If this was so far, so encouraging from the new secretary of state, we’ve heard such fine words before from ministers from Boris Johnson down and not that much has changed apart from more leaseholders being caught up in the scandal.
And another Commons debate 90 minutes later was a reminder of one of the reasons why progress has been so slow and so many problems have been left unresolved.
This came during the second reading debate on the Leasehold Reform (Ground Rent) Bill that will reduce ground rent to a peppercorn for new leaseholders (effectively meaning there is no ground rent).
This latest attempt at leasehold reform changes the status quo for the future while doing nothing for the existing leaseholders whose plight forced the government to act in the first place.
As happens when MPs press for more radical action on fire safety, minister cite the complexities of the issues involved as reasons why they cannot act more quickly on leasehold.
And just as progress has been painfully slow on remediating cladding since Grenfell, so it is also more than four years since ministers first promised to ban the sale of leasehold houses. That issue is not addressed in the new Bill but is promised in further legislation to follow ‘later in this parliament’.
Ministers clearly sympathised with repeated interventions from critical MPs and pointed to the results of the continuing investigation by the Competition and Markets Authority in changing the behaviour of developers.
Housing minister Christopher Pincher said that the Bill had been ‘narrowly defined, as the Law Society advised—so that we can get on and deal with the most egregious offences on ground rents and then move on to the more complicated matter of wider leasehold reform’.
Former housing secretary Robert Jenrick strongly supported the Bill, arguing that: ‘It is a comprehensive piece of legislation to remove more of the iniquities of the present leasehold system, and to pave the way for the wholesale introduction of commonhold.’

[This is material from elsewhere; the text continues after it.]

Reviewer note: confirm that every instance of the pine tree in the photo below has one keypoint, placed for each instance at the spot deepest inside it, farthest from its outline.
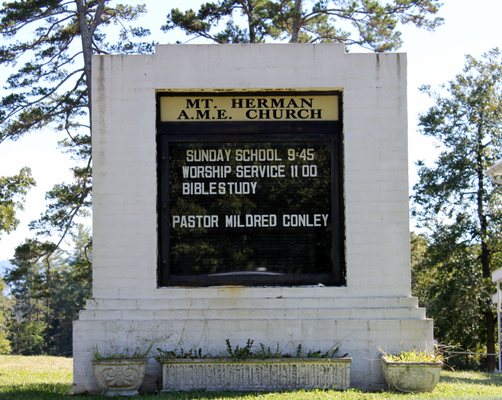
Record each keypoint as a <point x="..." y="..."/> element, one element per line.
<point x="459" y="206"/>
<point x="368" y="23"/>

However, there were reminders of the lobbying from vested interests that has dogged previous attempts at leasehold reform and a glimpse of what happened behind the scenes on this one.
As originally drafted, the Bill would have exempted developers of retirement homes from the requirement to reduce ground rents to a peppercorn, but the legislation will now apply to them from 2023.
Robert Jenrick told the Commons:
‘As Secretary of State, I came under fierce resistance and lobbying from the retirement property sector. Its lobbyists approached Members of Parliament and my Department and threatened judicial review of our proceedings. I considered it to be an unfair practice, targeted at the most elderly and vulnerable in our society, that in addition to paying their service charge they should pay a ground rent that might escalate at a significant pace.’
Interventions from several Tory MPs suggest that such lobbying is still going on, along with efforts to exempt more complex developments such as flats above shopping centres from the Bill. They warned of ‘unintended consequences’ from the legislation.
For Labour MPs, the issue is that the legislation does not go remotely far enough. As Mike Amesbury summed up the Bill:
‘For people already trapped in leasehold properties with high and escalating ground rents, it does nothing. For those trapped in flammable flats, facing soaring costs and crippling remediation bills, it does nothing. For leaseholders facing extortionate service charges without any transparency on where the money is going, or suffering from other unfair terms and conditions or limitations on enfranchisement, it does nothing.’
If it was not obvious enough already, the building safety and leasehold scandals are two sides of the same coin.
No matter how ‘complex’ the issues, the action that is promised ‘shortly’ and ‘in due course’ cannot come soon enough.